- Active: 1955–1962 1983–1994
- Country: United Kingdom
- Branch: British Army
- Role: Military Communications

= Berlin Headquarters and Signal Regiment =

The Berlin Headquarters and Signal Regiment, also previously known as 29th Signal Regiment was a regiment of the Royal Corps of Signals. The regiment served as the garrison signal regiment for both Cyprus and Berlin.

== Cyprus Signal Regiment ==
The Regiment traces its history back to the Cyprus District Signal Regiment which was formed in 1955 at Kykko Camp. The regiment ran several geographically separate outstations:

- G Troop at Lakitamia (Jamming)
- Radio Center at Limassol
- Radio Center at Dhekelia
- Radio Center at Paphos
- Radio Center at Platres

By September 1959 the regiment was renumbered as 29th Signal Regiment and in 1962 it was disbanded. The regiment played a role during the Cyprus Emergency confronting EOKA. Following the end of the crisis the regiment's duties were taken over by 15th (Cyprus) Signal Regiment.

== Berlin Signal Regiment ==
29 Signal Regiment was later reformed again in 1983 by enlarging the former 229 Signal Squadron to form 29 (Berlin) Headquarters and Signal Regiment. In 1986 the 229 squadron was awarded the Freedom of Wilmersdorf.

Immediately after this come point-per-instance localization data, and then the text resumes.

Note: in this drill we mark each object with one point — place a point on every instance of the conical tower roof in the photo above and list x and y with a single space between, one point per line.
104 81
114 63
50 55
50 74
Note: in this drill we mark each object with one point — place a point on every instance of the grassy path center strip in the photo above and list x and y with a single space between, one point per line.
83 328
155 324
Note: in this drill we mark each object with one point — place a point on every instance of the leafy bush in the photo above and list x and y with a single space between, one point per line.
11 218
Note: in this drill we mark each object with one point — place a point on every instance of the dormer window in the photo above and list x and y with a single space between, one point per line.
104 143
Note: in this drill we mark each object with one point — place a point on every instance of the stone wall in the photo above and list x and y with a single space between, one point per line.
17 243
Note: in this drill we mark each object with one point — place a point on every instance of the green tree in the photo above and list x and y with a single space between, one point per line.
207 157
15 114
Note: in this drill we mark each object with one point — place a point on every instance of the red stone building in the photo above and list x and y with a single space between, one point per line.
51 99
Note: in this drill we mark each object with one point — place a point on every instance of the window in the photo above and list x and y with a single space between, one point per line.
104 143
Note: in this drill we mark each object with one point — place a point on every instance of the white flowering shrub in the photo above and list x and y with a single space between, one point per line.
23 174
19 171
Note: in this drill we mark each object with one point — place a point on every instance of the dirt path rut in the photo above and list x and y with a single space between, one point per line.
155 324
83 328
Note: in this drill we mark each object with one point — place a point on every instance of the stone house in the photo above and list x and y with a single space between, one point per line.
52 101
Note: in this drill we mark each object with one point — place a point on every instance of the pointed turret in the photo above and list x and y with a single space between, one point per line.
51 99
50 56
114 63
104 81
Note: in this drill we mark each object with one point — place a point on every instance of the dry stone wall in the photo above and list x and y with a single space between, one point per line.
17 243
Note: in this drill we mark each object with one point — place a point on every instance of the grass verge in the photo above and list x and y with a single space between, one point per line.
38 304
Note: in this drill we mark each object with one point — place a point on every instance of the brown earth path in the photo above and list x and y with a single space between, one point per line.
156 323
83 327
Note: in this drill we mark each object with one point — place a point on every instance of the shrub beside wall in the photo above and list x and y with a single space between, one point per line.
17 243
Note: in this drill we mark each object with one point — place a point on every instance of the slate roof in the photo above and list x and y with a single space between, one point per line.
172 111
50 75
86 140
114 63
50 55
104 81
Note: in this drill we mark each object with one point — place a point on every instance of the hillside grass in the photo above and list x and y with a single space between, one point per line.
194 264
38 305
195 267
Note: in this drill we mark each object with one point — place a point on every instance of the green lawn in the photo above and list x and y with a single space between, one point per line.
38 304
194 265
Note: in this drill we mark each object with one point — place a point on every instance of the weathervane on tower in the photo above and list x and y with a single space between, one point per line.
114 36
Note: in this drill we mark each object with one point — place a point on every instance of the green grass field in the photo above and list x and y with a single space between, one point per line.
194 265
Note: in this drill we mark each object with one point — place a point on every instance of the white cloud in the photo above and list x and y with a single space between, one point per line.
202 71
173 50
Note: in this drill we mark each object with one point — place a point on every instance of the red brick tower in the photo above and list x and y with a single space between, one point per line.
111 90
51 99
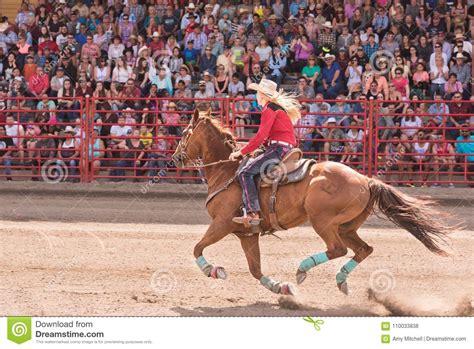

By 1988 the regiment was retitled as Berlin Headquarters and Signal Regiment. While stationed in Berlin the regiment worked with 4th Signal Group to provide communications from the west to the city. Finally following the end of the Cold War the regiment disbanded. One of its squadrons, 229 Signal Squadron, remained at Stadium Barracks in Berlin until 1994. 229 Squadron then joined 7 Signal Regiment (United Kingdom) and moved to Bradbury Barracks in Krefeld.